Shares of Solana (SOL), which surged after the FTX exchange collapse and reached an all-time high of nearly $300 in January 2025, are now experiencing a significant decline.
Despite falling to $80 due to a recent downturn, Solana's stocks continue to rise.
Solana, which continues to establish new partnerships, recently concluded its latest agreement with South Korea.
According to the local news agency Aju Business Daily, the Solana Foundation signed a strategic memorandum of understanding with DB Securities, one of the largest South Korean corporations.
DB Securities announced in its statement that on March 6 it signed an agreement with the Solana Foundation to create a digital capital market based on tokenized securities (STO).
Under this agreement, both companies will gradually implement joint projects focused on local and international STO markets (securities trading operations).

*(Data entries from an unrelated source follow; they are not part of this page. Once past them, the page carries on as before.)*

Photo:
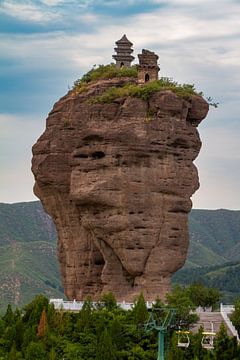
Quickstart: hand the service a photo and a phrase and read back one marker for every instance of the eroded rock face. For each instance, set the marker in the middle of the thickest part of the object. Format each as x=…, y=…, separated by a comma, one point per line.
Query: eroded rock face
x=117, y=180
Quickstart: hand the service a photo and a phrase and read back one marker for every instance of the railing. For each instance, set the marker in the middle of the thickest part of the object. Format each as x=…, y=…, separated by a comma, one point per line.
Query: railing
x=60, y=304
x=225, y=310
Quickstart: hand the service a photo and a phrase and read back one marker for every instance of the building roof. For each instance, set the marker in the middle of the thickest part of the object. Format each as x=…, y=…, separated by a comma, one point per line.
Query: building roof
x=124, y=40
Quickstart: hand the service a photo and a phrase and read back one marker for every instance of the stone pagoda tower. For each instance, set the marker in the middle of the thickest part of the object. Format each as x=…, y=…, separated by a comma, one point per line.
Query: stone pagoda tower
x=148, y=68
x=123, y=50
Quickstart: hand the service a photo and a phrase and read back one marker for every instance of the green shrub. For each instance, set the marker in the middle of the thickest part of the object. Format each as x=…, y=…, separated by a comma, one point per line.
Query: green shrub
x=145, y=91
x=109, y=71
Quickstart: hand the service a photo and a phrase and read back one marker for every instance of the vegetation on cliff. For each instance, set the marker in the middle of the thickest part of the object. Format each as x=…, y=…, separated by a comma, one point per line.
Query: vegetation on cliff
x=109, y=71
x=29, y=265
x=129, y=89
x=105, y=332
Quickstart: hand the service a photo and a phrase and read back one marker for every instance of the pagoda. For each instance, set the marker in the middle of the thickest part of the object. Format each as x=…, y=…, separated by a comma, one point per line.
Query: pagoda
x=148, y=67
x=123, y=50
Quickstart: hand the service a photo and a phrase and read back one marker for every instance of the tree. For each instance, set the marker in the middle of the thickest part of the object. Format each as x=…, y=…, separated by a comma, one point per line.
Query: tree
x=235, y=316
x=105, y=348
x=108, y=301
x=203, y=296
x=225, y=347
x=35, y=351
x=140, y=312
x=179, y=299
x=42, y=325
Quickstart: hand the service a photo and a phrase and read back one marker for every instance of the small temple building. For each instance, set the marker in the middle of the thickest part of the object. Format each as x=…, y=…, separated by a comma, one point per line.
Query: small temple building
x=123, y=50
x=148, y=67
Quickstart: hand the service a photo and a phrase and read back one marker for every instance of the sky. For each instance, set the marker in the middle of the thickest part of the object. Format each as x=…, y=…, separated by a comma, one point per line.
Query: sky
x=45, y=45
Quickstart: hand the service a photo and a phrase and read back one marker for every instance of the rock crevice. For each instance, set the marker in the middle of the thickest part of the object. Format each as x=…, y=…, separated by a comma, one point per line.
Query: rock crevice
x=117, y=180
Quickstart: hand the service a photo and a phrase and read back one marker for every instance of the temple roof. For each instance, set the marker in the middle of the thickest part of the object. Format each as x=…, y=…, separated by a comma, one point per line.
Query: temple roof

The aim of this collaboration is to enhance the liquidity and accessibility of security token offerings (STO) using the high-speed Solana blockchain. Both companies plan to jointly acquire underlying assets for STO in South Korea and abroad, manage the financial structure, and explore mechanisms for issuing and distributing overseas STO using the Solana blockchain.
The agreement provides for the technical connection of existing securities systems to the Solana blockchain and the joint identification of assets suitable for tokenization, said DB Financial Investment, adding that more detailed information about the business model will be presented at the event 'Solana Accelerate APAC' in Hong Kong on February 11.